In vitro strategies to improve the soluble biocatalysts production:

1. Optimization of protein synthesis rate

For soluble protein expression, the recombinant E. coli cells should be grown at 37⁰C until they reach mid-to-late log phase, after the cells should be induced between 15 to 25⁰C. Lowering the temperature decreases the protein aggregation within the polypeptides.

2. Co-expression of molecular chaperones

Co-expression of chaperones such as DnaK, DnaJ, GrpE, GroEL and GroES would prevent aggregation of mis-folded proteins by preventing improper interactions within and between other polypeptides. The chaperones can be co-expressed with the gene of interest in a single plasmid or as two different plasmids to improve the solubility (Figure 5). 

3. Fusion protein technology

Fusion proteins or short peptide tags are used as an alternative to chaperone co-expression for improving the solubility of recombinant proteins. The fusion tags can be genetically linked either at N-or C-terminal with the target protein to improve the solubility. Fusion tags improves the solubility by forming a micelle like structures and prevent aggregation.  
 

paragraph6

 

Figure 5: Strategies to improve the soluble protein production.

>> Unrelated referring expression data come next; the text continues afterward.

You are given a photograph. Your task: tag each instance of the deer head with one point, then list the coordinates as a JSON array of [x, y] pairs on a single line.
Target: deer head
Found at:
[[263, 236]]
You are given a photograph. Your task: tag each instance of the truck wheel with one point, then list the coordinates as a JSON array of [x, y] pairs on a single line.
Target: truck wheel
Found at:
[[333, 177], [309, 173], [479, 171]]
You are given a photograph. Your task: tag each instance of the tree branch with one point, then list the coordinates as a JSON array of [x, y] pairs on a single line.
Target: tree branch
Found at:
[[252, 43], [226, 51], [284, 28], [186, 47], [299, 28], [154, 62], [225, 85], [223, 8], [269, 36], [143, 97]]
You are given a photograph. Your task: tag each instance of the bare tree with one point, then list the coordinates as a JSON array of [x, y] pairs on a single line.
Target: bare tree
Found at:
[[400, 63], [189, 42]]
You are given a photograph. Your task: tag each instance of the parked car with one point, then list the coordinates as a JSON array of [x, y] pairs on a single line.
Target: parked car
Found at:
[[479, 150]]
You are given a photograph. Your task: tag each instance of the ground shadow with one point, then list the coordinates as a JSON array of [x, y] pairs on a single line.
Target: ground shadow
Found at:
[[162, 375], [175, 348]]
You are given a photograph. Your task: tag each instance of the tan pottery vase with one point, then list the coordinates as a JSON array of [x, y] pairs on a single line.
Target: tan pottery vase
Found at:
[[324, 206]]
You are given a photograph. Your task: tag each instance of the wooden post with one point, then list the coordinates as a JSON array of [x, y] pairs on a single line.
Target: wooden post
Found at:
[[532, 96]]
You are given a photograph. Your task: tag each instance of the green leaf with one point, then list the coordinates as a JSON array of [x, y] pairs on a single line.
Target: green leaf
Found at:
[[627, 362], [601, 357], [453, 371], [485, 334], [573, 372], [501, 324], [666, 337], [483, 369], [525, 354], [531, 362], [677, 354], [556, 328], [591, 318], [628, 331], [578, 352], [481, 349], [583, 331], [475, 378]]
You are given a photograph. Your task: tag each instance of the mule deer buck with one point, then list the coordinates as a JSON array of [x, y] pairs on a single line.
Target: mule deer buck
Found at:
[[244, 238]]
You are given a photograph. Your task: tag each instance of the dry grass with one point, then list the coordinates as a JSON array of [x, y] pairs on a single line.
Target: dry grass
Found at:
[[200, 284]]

4. Engineering the protein translation machinery

A spacer length of 7-10 nucleotide length between RBS and the translation initiation codon (AUG) in the expression vector has proven to be effective for soluble expression in E. coli. Alternatively, introducing slow-translating regions in the gene during the codon optimization process improves the protein solubility. 

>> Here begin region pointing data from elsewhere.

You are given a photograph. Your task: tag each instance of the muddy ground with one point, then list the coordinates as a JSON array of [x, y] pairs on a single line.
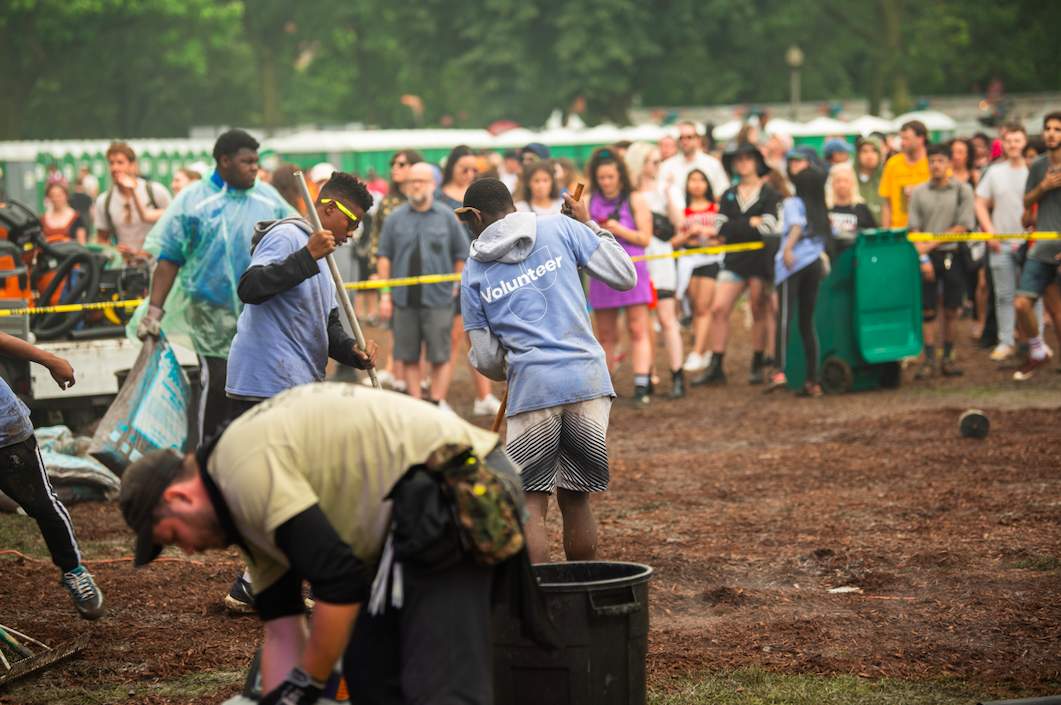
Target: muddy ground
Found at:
[[749, 509]]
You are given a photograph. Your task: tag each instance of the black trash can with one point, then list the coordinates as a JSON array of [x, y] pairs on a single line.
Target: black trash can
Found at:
[[193, 401], [601, 611]]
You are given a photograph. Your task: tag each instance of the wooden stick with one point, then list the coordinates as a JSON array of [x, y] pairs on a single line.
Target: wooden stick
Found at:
[[344, 297], [501, 412]]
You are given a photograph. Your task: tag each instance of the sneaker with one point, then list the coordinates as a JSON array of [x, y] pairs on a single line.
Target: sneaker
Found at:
[[949, 367], [488, 407], [927, 370], [678, 385], [811, 390], [1003, 351], [778, 380], [240, 597], [86, 596], [1031, 365], [757, 376], [386, 379], [696, 362]]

In conclusion, the bioinformatic tools would eliminate the trial-and-error procedure of testing various biocatalysts in the laboratory. Incorporation of bioinformatic tools would improve the production yield and reduce the production cost in industries. The production yield can further be improved by employing the molecular strategies to the proteins screened through bioinformatic approaches. 

References:

  1. Khurana, Sameer, et al. "DeepSol: a deep learning framework for sequence-based protein solubility prediction."  Bioinformatics  34.15 (2018): 2605-2613.
  2. Gromiha, M. Michael, A. Mary Thangakani, and Samuel Selvaraj. "FOLD-RATE: prediction of protein folding rates from amino acid sequence."  Nucleic acids research  34. Suppl 2 (2006): W70-W74.
  3. Arya, Ranjana, et al. "Optimization of culture parameters and novel strategies to improve protein solubility."  Insoluble proteins: methods and protocols  (2015): 45-63.
  4. Manta, Bruno, Dana Boyd, and Mehmet Berkmen. "Disulfide bond formation in the periplasm of Escherichia coli."  EcoSal Plus  8.2 (2019).